I have run the script listDProcessesNativeStacks.sh and shared the data with CloudBees Support.
What is this and how does it help us understand what is causing the hanging of my master?
- Linux environment
- CloudBees Core
- CloudBees Core on modern cloud platforms - Managed Master
- CloudBees Core on modern cloud platforms - Operations Center
- CloudBees Core on traditional platforms - Client Master
- CloudBees Core on traditional platforms - Operations Center
- CloudBees Jenkins Enterprise
- CloudBees Jenkins Enterprise - Managed Master
- CloudBees Jenkins Enterprise - Operations Center
- CloudBees Jenkins Team
- CloudBees Jenkins Platform - Client Master
- CloudBees Jenkins Platform - Operations Center
- Jenkins LTS
The script listDProcessesNativeStacks.sh uses a combination of
cat to identify processes in a D state
and dump their native stack.
It will usually be used in combination with the output of jenkinshangWithJstack.sh to help us identify what
exactly the native thread of a process is doing.
What is a D state process
It is a process that is in an uninterruptible sleep. Usually this means that the process is waiting on I/O.

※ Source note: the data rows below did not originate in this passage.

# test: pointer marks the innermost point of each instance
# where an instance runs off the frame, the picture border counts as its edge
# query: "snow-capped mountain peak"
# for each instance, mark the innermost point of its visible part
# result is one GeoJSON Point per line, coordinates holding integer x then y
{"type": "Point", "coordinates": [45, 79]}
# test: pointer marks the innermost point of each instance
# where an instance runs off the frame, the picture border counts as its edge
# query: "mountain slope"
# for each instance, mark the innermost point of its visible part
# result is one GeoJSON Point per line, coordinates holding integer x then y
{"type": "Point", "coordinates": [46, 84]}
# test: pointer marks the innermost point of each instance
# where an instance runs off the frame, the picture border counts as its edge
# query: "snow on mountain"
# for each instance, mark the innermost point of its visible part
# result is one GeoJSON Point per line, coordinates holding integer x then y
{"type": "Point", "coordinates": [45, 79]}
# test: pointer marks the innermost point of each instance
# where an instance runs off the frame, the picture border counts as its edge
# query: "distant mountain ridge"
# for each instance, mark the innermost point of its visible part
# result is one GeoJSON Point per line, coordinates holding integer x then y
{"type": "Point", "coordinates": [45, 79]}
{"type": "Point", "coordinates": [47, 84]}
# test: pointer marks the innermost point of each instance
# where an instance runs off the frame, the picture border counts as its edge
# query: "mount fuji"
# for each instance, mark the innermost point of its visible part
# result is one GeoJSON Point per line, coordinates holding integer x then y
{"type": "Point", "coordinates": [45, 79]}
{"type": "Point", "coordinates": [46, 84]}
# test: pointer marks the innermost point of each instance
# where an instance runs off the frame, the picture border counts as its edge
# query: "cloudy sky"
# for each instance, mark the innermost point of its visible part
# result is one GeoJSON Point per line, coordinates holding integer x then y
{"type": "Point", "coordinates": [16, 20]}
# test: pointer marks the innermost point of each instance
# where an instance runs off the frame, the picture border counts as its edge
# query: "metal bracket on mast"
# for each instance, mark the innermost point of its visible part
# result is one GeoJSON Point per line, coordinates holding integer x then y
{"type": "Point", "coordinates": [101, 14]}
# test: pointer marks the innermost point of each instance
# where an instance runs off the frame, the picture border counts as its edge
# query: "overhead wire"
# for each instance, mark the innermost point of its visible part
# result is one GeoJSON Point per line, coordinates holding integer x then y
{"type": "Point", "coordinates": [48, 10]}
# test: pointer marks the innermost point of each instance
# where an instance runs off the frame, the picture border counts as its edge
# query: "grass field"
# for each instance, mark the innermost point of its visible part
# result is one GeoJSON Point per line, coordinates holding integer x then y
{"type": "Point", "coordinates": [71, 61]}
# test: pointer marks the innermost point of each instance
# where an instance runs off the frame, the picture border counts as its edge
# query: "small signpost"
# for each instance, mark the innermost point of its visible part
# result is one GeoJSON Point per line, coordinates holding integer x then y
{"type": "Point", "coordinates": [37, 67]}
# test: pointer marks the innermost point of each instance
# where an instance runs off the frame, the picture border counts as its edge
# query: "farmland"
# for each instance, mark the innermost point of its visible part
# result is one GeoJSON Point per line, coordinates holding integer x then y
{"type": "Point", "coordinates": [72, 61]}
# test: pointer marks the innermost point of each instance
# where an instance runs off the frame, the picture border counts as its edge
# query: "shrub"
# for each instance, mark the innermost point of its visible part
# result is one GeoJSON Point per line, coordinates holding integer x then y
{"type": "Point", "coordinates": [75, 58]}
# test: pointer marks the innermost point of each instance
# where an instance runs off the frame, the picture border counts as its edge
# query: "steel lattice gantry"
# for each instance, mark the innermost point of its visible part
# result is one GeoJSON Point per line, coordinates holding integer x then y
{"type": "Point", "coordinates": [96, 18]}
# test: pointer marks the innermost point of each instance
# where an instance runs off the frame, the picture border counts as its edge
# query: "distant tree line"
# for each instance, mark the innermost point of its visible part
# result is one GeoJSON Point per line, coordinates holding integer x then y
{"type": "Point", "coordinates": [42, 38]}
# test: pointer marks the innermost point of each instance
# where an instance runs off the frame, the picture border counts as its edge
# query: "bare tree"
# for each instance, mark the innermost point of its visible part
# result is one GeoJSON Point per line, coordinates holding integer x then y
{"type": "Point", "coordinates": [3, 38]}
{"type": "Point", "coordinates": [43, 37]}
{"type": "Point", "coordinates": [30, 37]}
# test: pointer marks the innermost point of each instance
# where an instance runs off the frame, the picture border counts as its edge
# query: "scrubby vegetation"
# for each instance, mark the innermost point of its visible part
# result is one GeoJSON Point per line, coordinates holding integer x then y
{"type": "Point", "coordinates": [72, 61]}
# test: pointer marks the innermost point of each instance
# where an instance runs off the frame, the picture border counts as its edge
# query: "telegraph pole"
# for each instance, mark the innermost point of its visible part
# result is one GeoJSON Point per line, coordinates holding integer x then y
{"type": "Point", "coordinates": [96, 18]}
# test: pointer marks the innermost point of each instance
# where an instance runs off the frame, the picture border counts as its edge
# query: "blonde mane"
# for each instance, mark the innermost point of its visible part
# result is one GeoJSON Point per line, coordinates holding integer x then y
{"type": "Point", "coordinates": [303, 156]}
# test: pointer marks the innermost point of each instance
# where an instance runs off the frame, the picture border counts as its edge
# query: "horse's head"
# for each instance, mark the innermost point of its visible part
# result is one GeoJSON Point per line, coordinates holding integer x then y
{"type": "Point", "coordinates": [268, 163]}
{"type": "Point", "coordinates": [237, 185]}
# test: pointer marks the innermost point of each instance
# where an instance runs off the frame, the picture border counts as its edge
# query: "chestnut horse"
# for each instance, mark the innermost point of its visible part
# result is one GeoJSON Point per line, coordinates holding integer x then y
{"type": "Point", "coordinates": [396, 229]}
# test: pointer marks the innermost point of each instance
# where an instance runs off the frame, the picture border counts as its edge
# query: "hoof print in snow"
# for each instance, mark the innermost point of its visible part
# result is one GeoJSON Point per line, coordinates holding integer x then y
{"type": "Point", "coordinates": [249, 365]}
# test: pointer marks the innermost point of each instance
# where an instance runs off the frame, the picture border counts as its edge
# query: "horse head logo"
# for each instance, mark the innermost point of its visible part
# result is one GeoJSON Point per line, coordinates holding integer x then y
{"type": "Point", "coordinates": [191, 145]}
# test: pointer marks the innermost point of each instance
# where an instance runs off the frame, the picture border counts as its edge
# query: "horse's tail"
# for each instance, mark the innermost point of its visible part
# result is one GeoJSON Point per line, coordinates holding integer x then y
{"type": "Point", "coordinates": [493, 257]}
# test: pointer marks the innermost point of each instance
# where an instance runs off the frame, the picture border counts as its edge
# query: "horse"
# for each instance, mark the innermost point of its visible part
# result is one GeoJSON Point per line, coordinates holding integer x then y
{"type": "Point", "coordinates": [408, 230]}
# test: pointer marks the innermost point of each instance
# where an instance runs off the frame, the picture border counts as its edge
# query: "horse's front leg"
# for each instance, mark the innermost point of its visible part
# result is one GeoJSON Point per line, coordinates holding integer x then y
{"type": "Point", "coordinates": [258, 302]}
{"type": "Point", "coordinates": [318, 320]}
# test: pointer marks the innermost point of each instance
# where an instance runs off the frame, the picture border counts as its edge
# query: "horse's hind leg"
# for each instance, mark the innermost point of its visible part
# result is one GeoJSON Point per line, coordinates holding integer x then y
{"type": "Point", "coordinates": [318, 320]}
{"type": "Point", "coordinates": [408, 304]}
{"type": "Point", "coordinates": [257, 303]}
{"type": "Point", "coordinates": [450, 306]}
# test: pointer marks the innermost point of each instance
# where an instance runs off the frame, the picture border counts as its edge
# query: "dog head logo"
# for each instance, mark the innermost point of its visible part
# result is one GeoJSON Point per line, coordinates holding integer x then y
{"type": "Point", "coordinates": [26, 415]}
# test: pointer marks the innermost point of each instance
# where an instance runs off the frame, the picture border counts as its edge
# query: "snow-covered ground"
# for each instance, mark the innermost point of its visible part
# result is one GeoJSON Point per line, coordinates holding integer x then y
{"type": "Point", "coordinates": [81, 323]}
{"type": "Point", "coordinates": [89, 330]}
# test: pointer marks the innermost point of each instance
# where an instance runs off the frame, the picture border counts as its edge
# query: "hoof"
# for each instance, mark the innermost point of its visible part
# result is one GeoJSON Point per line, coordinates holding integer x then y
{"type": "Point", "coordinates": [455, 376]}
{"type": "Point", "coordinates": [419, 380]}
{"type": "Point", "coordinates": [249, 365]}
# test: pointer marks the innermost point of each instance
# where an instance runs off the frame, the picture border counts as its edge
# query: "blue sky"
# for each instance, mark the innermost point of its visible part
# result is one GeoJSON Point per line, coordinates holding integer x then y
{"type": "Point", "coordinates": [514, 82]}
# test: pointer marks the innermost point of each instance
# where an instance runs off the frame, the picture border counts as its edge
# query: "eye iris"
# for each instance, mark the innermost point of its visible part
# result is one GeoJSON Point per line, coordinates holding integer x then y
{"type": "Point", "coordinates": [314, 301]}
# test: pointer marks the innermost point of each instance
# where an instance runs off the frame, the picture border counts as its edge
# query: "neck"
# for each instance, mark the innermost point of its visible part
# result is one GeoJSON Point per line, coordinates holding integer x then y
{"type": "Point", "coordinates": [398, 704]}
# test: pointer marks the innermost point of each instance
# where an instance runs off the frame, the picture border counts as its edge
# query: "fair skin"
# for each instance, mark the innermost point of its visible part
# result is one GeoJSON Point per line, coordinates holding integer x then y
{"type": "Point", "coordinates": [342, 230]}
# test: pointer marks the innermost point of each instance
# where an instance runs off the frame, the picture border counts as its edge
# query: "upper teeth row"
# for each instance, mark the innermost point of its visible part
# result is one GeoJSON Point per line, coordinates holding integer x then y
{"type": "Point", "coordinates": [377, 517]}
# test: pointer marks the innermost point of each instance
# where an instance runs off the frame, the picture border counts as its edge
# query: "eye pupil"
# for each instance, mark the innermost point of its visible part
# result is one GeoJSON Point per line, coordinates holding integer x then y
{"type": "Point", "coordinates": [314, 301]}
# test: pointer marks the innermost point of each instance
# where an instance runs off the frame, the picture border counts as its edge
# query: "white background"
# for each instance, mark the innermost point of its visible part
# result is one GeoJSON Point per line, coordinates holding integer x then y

What does this script bring to jenkinshangWithJstack
With the jenkinshangWithJstack.sh script, we only have a java view of the stack. It means that we are missing
what is happening at OS level. For instance, in the following stack we can only infer that the JVM is trying to write
something, but we have no idea what is happening at a lower level:
"Executor #-1 for master : executing myJob #11" Id=1305944 Group=main RUNNABLE (in native) at sun.nio.ch.FileDispatcherImpl.pwrite0(Native Method) at sun.nio.ch.FileDispatcherImpl.pwrite(FileDispatcherImpl.java:66) at sun.nio.ch.IOUtil.writeFromNativeBuffer(IOUtil.java:89) at sun.nio.ch.IOUtil.write(IOUtil.java:51)
All we can say is that the JVM is waiting on a native I/O operation. Now, running the listDProcessesNativeStacks.sh in
this context, we can extract more information:
jenkins+ 10656 4238440 2146620 ? D 00:00:00 [<ffffffff81168d1e>] sleep_on_page+0xe/0x20 [<ffffffff81168aa6>] wait_on_page_bit+0x86/0xb0 [<ffffffff81168be1>] filemap_fdatawait_range+0x111/0x1b0 [<ffffffff8116abff>] filemap_write_and_wait_range+0x3f/0x70 [<ffffffffa0422c7e>] nfs_file_fsync+0x7e/0x100 [nfs] [<ffffffff8120ff8b>] vfs_fsync+0x2b/0x40 [<ffffffffa0422f0a>] nfs_file_flush+0x7a/0xb0 [nfs] [<ffffffff811dc9f4>] filp_close+0x34/0x80 [<ffffffff811fd348>] __close_fd+0x78/0xa0 [<ffffffff811de103>] SyS_close+0x23/0x50 [<ffffffff81646d52>] tracesys+0xdd/0xe2 [<ffffffffffffffff>] 0xffffffffffffffff
Now, we can start investigating the NFS.
But how exactly can you use this?
The script is simple to use. It is designed to work on any linux system with
cat (even with the busybox
You’ll need to run it with sudo, or with the root user. You don’t have any parameter to pass to it.
You can set up the output directory with the
D_PROCESSES_OUTPUT_DIR environment variable.
In case you run with sudo, make sure to pass the environment variable to the script by using the -E switch, e.g.:
export D_PROCESSES_OUTPUT_DIR=/tmp sudo -E ./listDProcessesNativeStacks.sh
Make sure to attach the output of the script to the Support Ticket.